# Where should I buy Rancilio Silvia?



## jonny11 (Apr 21, 2014)

Hi there

As one of the coffee lovers, I have now decided to buy myself Rancilio Silvia, but am confused where to buy it.

Been searching the posts and gathered that Coffee italia, myespresso etc. have got mixed reviews.

One member said that John Lewis might start selling them in 2014, but no signs of its presence yet.

Can anyone please advise me a reliable place to buy? (I prefer the brand new one, but wouldn't also mind a second hand if in good condition)

Thank you


----------



## CallumT (Aug 23, 2013)

I know of a second hand unit that's been completely refurbished new boiler ect. It is a V2 but the parts for a V3 ball jointed wand could be sourced I suppose.

How much are you looking to spend?


----------



## Mrboots2u (May 10, 2013)

A well looked after Silvia can be the best way to go often, , Callum know his stuff , so would be worth investigating .


----------



## jonny11 (Apr 21, 2014)

Hi Callum, thanks for your post.

I am looking for a v3 - if you happen to know any good v3 that would be brill for me.

I initially set my budget around £620 for a new silvia and a rocky grinder.


----------



## Mrboots2u (May 10, 2013)

What are the differences between a v2 and a v3 ?

It would be worth considering other alternatives to a new Rocky grinder.


----------



## jonny11 (Apr 21, 2014)

Good point mrboots. I was thinking if there would be major differences between a v2 and 3. If this v2 has been refurbished and looked after well, i am willing to buy this.

Please let me know the price Callum and we can move upon this.


----------



## The Systemic Kid (Nov 23, 2012)

There is a new version being dubbed the V4 (not sure if it's available yet) - has a redesigned boiler where the element isn't welded into it making replacement cheaper should it need it.

Difference between V2 and V3 is essentially the steam arm - has a different tip and rotates on a ball joint giving more options.


----------



## Mrboots2u (May 10, 2013)

The Systemic Kid said:


> There is a new version being dubbed the V4 (not sure if it's available yet) - has a redesigned boiler where the element isn't welded into it making replacement cheaper should it need it.
> 
> Difference between V2 and V3 is essentially the steam arm - has a different tip and rotates on a ball joint giving more options.

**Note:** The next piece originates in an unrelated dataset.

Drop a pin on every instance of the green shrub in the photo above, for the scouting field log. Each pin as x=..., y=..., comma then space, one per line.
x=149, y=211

I bet v4 means price increase


----------



## Daren (Jan 16, 2012)

The Systemic Kid said:


> Difference between V2 and V3 is essentially the steam arm - has a different tip and rotates on a ball joint giving more options.


I think it can be simply retrofitted - it makes the v2 machine a good option for the right price.


----------



## Mrboots2u (May 10, 2013)

Please re consider buying a new Rocky grinder though


----------



## jonny11 (Apr 21, 2014)

Mrboots2u said:


> Please re consider buying a new Rocky grinder though


why is that? you don't simply like a NEW rocky grinder or this grinder isn't good at all?


----------



## Mrboots2u (May 10, 2013)

How much are they new now ? It's stepped as opposed to stepless , there are better new grinders that aren't stepped , such as a mignion for example . There have been a few second hand rockys gone for under £100 recently on here also .

Grind quality super important ,what it is about the rocky that draws you to it ?


----------



## CallumT (Aug 23, 2013)

Will post the Silvia for £250. Its had a new gasket, will come with spare one also. New boiler has been fitted which are £100. Comes with a bottomless portafilte. I will take a couple of photos and post them on soon.


----------



## Daren (Jan 16, 2012)

jonny11 said:


> why is that? you don't simply like a NEW rocky grinder or this grinder isn't good at all?


Speaking from experience (I had the Rocky Doser model - latest design) I can verify there are much more capable grinders at similar price points. If your prepared to consider second hand then your in a whole new league.

Crap in/Crap out can't be truer when making coffee. Don't let a poor grinder hold you back and take some advice off people who have made the same mistakes.


----------



## jonny11 (Apr 21, 2014)

CallumT said:


> Will post the Silvia for £250. Its had a new gasket, will come with spare one also. New boiler has been fitted which are £100. Comes with a bottomless portafilte. I will take a couple of photos and post them on soon.


thanks for the reply Callum - will keep my eyes on the sale forum. Just a quick newbiew question (apologies because I am quite new to this machine) - are all those refurbished parts the authentic ones from Rancilio?


----------



## CallumT (Aug 23, 2013)

This is a snap of the machine










And the referb was all done by Dave (coffeechap)


----------



## cracked_bean (Apr 13, 2014)

Was looking for a Silvia, not going to snipe this one but would be lying if I didn't think you were getting a great deal!


----------



## jonny11 (Apr 21, 2014)

CallumT said:


> This is a snap of the machine
> 
> 
> 
> ...


Hi callum, been waiting for this machine all day today.

I've now PM you for some questions about this machine before making a purchase. Please check your inbox. thanks


----------



## coffeechap (Apr 5, 2012)

All the parts are genuine rancilio parts.


----------